Hugh Laurie: Nam-ı diğer efsanevi Dr. House, yaşını başını aldıktan sonra şöhret oldu. Kendisi on parmağında on marifet bir adam. IQ’su enginlere sığmayıp taşan aksi doktor rolüyle Grammy’leri topladı, televiyon tarihin en şahane karakterinden biri olarak tarihe geçti, yetinmedi kitap yazdı, yine yetinmedi bir de müzik albümü yaptı. Doktor House seni seviyorum. (Çirkin şansı denen şeyin fotoğrafını görmek isterseniz google’a Jo Laurie yazıp bu harika adamın eşini görebilirsiniz.)
Jean Reno: Nasıl anlaşılamaz bir şekilde benim midemde her zaman yaprak sarmaya yer varsa, Leon’u seyretmiş herkesin kalbinde Jean Reno’ya ayrılmış bir yer vardır. Yakışıklılığın karizmayla bir ilgisinin olmadığının göstergesidir.
Edward Norton: Gülümsemesi dünyalara bedeldir. Kaşına gözüne ayrı ayrı bakıldığında sokakta karşılaşacağınız herhangi birinden farkı yokmuş gibi görünür ama gözlerinin pırıltısı yeter.
Vincent Cassel: Burun konusu bir kez daha karşımızda. Vincent Cassel yakışıklı bir erkek değil, hatta biraz zorlasak çirkin diyebiliriz onun için ama sanki her an ani bir şeyler yapabilecek gibi muzur bir ifadesi var, karizmasının kaynağı da bu heyecan verici yüz ifadesi. Monica Belluci’nin eşidir kendisi aynı zamanda. Evde aynayı önlerine çekip kendilerini seyretseler yeridir. Ama ne demiştik? Karizma bunları kabul etmez!
Javier Bardem: Son zamanlarda hayatımıza giren Bardem, tam bir Akdeniz mahsülü! Kendisine hiç korkmadan, çekinmeden çirkin diyebiliriz. Şu an hem kariyeri hem de özel hayatı nedeniyle tüm dünyanın gözü onun üzerinde. Magazin servisi: Kendisi Penelope Cruz’un eşi.
Dede Oldular Hala Karizmalar!
John Malkovich: Kendisi için söylenecek tek bir şey varsa o da “John Malkovich Olmak” isminde bir filmin var olduğudur. Benim adıma “Ayşe Karlık olmak” diye bir film yapılsa artık hayat boyu ulaşacak daha üstün bir seviye olmadığına kanaat getirip, bir daha kanepemden kalkmazdım.

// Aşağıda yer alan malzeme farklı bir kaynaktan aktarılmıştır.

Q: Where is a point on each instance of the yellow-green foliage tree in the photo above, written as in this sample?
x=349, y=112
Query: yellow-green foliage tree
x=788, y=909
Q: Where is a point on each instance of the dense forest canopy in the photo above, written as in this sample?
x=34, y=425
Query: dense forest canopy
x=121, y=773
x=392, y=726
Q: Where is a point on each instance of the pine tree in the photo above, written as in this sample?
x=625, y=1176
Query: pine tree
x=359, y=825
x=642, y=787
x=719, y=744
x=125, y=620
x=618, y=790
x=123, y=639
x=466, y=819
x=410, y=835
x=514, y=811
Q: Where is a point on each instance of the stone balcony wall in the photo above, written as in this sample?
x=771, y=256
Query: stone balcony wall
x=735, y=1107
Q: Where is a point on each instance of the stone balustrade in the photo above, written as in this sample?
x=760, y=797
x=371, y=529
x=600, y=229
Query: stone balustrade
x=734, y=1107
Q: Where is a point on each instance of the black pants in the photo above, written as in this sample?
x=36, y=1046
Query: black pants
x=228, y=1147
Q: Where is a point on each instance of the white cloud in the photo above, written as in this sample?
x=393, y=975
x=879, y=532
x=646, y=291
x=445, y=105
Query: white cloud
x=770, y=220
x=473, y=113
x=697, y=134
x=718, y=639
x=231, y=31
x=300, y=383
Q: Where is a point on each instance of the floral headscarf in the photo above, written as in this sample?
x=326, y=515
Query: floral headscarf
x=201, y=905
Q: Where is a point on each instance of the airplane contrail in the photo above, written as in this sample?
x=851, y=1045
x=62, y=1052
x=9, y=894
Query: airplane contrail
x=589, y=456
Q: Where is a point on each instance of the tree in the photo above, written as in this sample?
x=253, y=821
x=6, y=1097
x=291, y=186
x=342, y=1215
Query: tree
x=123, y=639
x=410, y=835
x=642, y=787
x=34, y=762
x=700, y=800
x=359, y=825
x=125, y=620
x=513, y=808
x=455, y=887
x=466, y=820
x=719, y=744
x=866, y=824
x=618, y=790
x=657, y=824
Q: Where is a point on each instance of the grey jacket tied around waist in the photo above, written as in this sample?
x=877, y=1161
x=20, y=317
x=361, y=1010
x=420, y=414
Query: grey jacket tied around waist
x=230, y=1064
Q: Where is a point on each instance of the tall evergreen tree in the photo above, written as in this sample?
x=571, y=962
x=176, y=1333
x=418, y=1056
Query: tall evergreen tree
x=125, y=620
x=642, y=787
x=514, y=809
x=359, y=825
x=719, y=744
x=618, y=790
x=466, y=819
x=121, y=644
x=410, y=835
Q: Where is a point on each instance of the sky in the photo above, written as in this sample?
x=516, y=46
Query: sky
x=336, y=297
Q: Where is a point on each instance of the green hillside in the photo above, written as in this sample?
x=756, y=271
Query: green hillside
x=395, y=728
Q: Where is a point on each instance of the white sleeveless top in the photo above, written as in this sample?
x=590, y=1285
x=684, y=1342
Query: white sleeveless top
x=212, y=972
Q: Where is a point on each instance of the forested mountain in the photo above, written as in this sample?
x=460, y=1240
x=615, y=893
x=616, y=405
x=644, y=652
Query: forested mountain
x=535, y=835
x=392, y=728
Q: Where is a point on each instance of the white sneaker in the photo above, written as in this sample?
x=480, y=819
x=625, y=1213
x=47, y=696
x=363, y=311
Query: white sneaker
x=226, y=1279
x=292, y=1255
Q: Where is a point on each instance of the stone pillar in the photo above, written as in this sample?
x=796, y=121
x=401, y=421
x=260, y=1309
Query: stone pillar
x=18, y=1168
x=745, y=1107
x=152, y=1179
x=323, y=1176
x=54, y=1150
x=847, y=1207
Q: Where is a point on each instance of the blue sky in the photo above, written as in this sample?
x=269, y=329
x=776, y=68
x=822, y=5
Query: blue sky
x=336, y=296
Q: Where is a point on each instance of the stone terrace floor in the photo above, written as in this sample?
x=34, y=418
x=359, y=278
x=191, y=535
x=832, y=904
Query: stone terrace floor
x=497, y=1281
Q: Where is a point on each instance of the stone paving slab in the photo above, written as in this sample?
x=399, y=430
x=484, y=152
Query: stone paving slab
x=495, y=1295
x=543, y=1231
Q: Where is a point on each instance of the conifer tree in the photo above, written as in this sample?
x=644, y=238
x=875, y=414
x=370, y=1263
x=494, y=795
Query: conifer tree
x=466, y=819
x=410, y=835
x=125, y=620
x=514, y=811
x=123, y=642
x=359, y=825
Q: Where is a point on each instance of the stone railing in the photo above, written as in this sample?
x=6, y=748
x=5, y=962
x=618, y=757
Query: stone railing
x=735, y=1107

Al Pacino: Kadın Kokusu’nu seyretmiş herhangi bir kişi Al Pacino’yu gördüğü yerde kalkıp ceketini ilikler, olması gereken budur. Bir de daha bu işin Scarface’i var, The Godfather’ı var. Bazı insanlar boyları minicik olmasına rağmen “fazla” yaratılıyor.
Hem Yakışıklı Hem Karizmatik: (Nazar Boncuğu Bölümü)
Johnny Depp: Yakışıklılık ve seksapel listelerinin vazgeçilmez bir numarası Johnny Depp başkası taksa ya da giyse gülmekten öleceğimiz şeylerle bile bu kadar muhteşem oluyor. Allah ayrık dişli sahibine (bkz. Vanessa Paradis) bağışlasın demekten başka bir şey gelmiyor elimizden sevgili okuyucu.
Jude Law: O gözler ve inci dişler her yerde bulunabilir ama bu fırlama hal tavır Jude Law’ı karizmatik yapıyor. İsmini The Beatles’ın Hey Jude şarkısından alması bile kendisini ilginç yapmaya yeterken, dünyanın yaşayan en güzel kadınlarından biri kabul edilen sevgilisi Sienna Miller’ın Jude Law’ı bebek bakıcısıyla bastıktan sonra bile kendisinden vazgeçememesinin bir sebebi olmalı.
Gael Garcia Bernal: Benim kendisini görünce aklıma “Benzemez kimse sana” şarkısı geliyor, sebebini anlayabilmiş değilim.
Evet, bir dersimizin daha sonuna geldik. Karizması sahibi olanlara şanslı başladıkları hayat yolunda başarı, diğer arkadaşlara da bol şans diliyorum!
Ayşe’nin önerileri:
Film: Dersimizin konusu karizmatik arkadaşların izlenmeyen filmleri izlenecek. Özellikle Motosiklet Günlüğü ve Biutiful’u izleyenlere yıldızlı pekiyi.